27 thoughts on “Designer life before AutoCAD

  1. It’s interesting to me how almost flat all the drafting tables are.

    I used a drafting table when I was in college and had it set up at about 30 degrees.

  2. Old enough to remember drafting class in high school. CAD was out but still new. T squares everywhere.

  3. When I went through drafting school in the early 90’s, our teacher started us out with tables, scales & pencils. One of our assignments was to fill a notebook with hand lettering. Thankfully, we moved on to ACAD, but having that original knowledge was great.

  4. 30 year engineer here.

    What else is striking about this is the lack of privacy, no women, no person of color, no phones.

    Edit, also where is the cloud of cigarette and pipe smoke and wickedly full ashtrays?

  5. I’m a Civil Engineering Designer. My entire job is AutoCAD. I can’t imagine how much work this was. But I also imagine they made less changes. I have to scan and look at old plans all the time and the amount of detail we put in now is 100x what it use to be but it’s still crazy to think about having to do it all by hand.

  6. [Here](https://i.imgur.com/8ZxFblj.jpg?desktop=1) is a higher quality and non-horizontally flipped version of this image. Per [here](https://www.archdaily.com/940493/etheral-luminosity-from-above-general-motors-technical-center/5ece383eb35765c67300017b-etheral-luminosity-from-above-general-motors-technical-center-photo?next_project=no):

    > Drawing room at General Motors Technical Center in Warren, Michigan / USA. Architect: Eero Saarinen.. Image © General Motors

  7. My dad was a civil engineer in the eighties, and I remember visiting his office as a kid. I can smell this place in my head.

  8. And being the mack-daddy absolute stud of an engineer earned you the privilege of wearing a blue shirt.

  9. I’m at an age when I was on the cusp of change from hand drawn to computer drawn. We were taught in University how to do proper hand drawn plans, proper lettering technique and everything. First job out of Uni and I was straight onto a computer.
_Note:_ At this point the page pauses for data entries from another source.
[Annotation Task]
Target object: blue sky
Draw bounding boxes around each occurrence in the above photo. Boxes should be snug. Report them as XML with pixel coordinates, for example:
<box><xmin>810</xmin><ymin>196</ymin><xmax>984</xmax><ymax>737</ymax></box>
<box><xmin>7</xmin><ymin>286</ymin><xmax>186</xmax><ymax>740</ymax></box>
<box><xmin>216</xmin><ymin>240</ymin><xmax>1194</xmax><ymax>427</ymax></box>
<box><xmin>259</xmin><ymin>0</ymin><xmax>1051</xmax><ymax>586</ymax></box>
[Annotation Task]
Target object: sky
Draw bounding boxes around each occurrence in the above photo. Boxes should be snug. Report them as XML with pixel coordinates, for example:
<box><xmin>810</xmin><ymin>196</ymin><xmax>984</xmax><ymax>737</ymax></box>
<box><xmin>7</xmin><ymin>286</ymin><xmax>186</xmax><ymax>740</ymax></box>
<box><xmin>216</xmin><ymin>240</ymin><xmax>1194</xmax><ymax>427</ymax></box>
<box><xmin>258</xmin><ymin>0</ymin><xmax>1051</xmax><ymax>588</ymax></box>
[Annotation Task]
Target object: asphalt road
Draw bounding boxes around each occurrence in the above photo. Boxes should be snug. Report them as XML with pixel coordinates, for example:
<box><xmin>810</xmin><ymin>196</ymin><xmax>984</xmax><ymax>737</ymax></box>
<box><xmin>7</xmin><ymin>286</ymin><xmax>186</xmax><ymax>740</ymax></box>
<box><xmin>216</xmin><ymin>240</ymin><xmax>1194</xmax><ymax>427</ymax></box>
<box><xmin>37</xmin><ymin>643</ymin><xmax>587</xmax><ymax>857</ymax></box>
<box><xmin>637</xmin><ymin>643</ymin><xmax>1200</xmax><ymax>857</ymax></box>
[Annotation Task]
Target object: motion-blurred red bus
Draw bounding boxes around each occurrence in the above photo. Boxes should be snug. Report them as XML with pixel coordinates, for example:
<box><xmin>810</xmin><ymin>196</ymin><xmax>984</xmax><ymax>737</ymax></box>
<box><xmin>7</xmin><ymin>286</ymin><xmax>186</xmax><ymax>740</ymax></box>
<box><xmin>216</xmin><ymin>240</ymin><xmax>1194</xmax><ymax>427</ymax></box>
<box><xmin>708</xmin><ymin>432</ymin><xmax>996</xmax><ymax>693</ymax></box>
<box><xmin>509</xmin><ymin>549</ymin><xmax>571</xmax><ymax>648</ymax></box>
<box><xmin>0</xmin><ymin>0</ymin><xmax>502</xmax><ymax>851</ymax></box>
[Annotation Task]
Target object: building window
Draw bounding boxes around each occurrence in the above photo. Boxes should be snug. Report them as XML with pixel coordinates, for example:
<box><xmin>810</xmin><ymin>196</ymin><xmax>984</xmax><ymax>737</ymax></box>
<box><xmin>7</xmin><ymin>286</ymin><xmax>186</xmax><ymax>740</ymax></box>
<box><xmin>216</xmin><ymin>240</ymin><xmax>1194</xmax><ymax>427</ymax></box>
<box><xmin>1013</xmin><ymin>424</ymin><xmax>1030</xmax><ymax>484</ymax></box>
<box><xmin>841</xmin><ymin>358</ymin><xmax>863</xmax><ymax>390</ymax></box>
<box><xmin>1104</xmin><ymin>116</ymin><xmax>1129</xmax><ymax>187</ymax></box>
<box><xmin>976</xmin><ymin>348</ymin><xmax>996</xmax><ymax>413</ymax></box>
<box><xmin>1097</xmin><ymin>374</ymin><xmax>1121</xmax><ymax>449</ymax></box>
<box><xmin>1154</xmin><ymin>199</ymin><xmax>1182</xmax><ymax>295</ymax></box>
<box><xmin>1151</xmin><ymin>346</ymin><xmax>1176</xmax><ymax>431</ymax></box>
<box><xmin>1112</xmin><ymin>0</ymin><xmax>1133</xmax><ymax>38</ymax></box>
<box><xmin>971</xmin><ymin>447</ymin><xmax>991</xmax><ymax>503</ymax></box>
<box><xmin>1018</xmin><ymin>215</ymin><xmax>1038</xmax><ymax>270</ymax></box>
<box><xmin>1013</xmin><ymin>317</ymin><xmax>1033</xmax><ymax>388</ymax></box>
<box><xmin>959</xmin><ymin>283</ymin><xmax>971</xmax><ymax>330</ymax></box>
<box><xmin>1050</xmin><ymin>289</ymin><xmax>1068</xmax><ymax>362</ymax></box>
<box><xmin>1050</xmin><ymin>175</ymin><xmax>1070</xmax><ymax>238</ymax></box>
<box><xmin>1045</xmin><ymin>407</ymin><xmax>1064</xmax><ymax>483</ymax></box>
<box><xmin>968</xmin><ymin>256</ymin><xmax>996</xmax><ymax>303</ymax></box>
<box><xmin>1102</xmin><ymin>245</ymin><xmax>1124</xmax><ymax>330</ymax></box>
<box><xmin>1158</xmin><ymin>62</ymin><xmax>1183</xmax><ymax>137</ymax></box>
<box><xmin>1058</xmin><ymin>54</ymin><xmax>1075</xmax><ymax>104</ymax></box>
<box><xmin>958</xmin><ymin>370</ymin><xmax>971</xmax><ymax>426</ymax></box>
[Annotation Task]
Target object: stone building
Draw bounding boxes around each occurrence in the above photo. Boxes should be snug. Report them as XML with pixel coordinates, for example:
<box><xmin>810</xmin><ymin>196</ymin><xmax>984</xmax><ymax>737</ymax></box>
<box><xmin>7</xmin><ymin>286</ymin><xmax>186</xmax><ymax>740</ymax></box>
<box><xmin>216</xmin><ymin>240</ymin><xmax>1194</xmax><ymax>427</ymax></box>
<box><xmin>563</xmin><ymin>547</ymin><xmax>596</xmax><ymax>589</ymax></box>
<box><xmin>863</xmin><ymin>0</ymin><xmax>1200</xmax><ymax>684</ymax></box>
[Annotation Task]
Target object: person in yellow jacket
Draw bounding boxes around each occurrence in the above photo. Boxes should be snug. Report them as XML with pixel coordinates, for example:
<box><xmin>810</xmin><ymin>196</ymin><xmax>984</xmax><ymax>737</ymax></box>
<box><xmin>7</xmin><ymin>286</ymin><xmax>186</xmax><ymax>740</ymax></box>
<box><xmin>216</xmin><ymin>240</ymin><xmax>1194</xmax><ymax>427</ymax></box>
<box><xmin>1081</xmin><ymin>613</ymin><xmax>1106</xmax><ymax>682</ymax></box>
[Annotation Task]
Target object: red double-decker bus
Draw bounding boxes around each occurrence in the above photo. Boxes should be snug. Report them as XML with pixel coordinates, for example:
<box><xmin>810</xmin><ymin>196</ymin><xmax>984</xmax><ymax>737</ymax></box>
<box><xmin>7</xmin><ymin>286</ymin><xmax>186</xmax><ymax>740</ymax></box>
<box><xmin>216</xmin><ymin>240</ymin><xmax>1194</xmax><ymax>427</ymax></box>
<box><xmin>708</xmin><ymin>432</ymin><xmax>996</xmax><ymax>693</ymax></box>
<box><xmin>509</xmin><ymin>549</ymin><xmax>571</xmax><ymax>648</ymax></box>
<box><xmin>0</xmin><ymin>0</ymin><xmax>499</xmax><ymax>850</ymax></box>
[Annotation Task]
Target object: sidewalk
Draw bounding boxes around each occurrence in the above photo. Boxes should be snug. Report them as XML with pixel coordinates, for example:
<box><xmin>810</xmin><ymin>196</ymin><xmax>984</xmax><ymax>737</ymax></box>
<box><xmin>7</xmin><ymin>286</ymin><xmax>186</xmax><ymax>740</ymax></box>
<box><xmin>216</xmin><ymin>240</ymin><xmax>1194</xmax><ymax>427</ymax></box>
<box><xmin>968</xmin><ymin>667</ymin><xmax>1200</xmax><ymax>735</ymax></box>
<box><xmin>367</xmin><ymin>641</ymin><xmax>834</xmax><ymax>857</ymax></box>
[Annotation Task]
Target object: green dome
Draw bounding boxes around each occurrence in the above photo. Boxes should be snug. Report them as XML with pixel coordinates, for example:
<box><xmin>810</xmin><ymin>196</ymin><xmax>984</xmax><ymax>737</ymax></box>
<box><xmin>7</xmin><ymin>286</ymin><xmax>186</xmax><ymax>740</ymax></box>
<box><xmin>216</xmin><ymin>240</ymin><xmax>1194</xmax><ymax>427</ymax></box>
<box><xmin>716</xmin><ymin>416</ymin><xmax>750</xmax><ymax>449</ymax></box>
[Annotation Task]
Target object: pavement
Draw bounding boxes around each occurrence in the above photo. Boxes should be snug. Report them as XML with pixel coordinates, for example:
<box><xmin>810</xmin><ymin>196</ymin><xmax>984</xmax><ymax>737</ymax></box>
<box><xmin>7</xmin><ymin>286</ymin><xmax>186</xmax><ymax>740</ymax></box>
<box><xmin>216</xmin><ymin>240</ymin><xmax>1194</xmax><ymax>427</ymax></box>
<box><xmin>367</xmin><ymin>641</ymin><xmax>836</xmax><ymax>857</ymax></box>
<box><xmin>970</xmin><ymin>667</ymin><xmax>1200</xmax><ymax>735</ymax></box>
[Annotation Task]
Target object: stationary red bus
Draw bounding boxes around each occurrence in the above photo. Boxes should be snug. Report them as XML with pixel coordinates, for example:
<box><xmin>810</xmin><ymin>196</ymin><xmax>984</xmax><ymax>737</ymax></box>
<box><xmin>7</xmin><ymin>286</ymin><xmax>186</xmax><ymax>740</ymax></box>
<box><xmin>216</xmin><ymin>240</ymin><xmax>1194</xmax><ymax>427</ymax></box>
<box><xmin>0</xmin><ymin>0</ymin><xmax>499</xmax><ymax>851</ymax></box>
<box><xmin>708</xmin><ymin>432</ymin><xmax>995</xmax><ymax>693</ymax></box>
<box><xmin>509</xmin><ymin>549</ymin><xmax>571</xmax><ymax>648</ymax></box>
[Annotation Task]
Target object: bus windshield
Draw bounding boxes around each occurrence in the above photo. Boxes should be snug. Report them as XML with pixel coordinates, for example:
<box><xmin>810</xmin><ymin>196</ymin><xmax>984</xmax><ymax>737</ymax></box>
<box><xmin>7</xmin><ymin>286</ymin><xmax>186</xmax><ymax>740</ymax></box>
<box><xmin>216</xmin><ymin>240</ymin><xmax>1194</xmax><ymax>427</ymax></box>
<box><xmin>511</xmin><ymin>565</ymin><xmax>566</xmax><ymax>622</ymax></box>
  10. I used to work for a large aerospace company that did work on the space shuttle. Every once in a while I had to go sort through all of the old drawings. Nothing had been digitized. The level of detail they accomplished without mistake is insane. Imagine a turbine with hundreds of vanes.

  11. As an engineer, I look at photos like this and see old calculations and then I look at our client expectations for budgets these days and I question why our clients are always complaining about project budgets/schedules when we complete jobs 5-10x faster and bill them 20-50x fewer hours because we have significantly less staff than we would have had back in the 80s.

    Then you look at Law firms and despite the huge efficiencies in being able to digitally search data bases and electronically file, they’re still billing at the same amount and still charging comparable numbers of hours to what they would have charged back in the day.

    Engineers in our society are undervalued and underpaid and the cut throat nature of the industry just feeds into the crazy client expectations of cost.

    It’s really not a shock when you look around at cities like Chicago and see the crumbling infrastructure like the CTA lines that are all rusted over and read reports about 75% of bridges being in critical condition in need of repair and see all the potholes in the roads etc. when you realize how money is being held out of engineers hands and instead diverted to administrative and law costs. We need to cut the red tape and start re-investing in our infrastructure.

  12. My dad loved hand drafting! He retold many memories, like a lot of the comments here, of drafting in school and honing his craft and taking it with him in his work! He was very proud of every project. I miss you dad! And I loved reading these comments, felt like dads voice again!

  13. My grandpop told me a story about how one of his friends who worked for DuPont (senior level drafter of some sort) was sent off to attend training on a new computerized “CAD” software which had just hit the market.

    Dude went to the training seminar, came back to work – and tendered his resignation. He opted to retire instead of learning the CAD software haha

  14. Ah yes AutoCAD.
    The best software with the literal worst number of licencing errors know to man.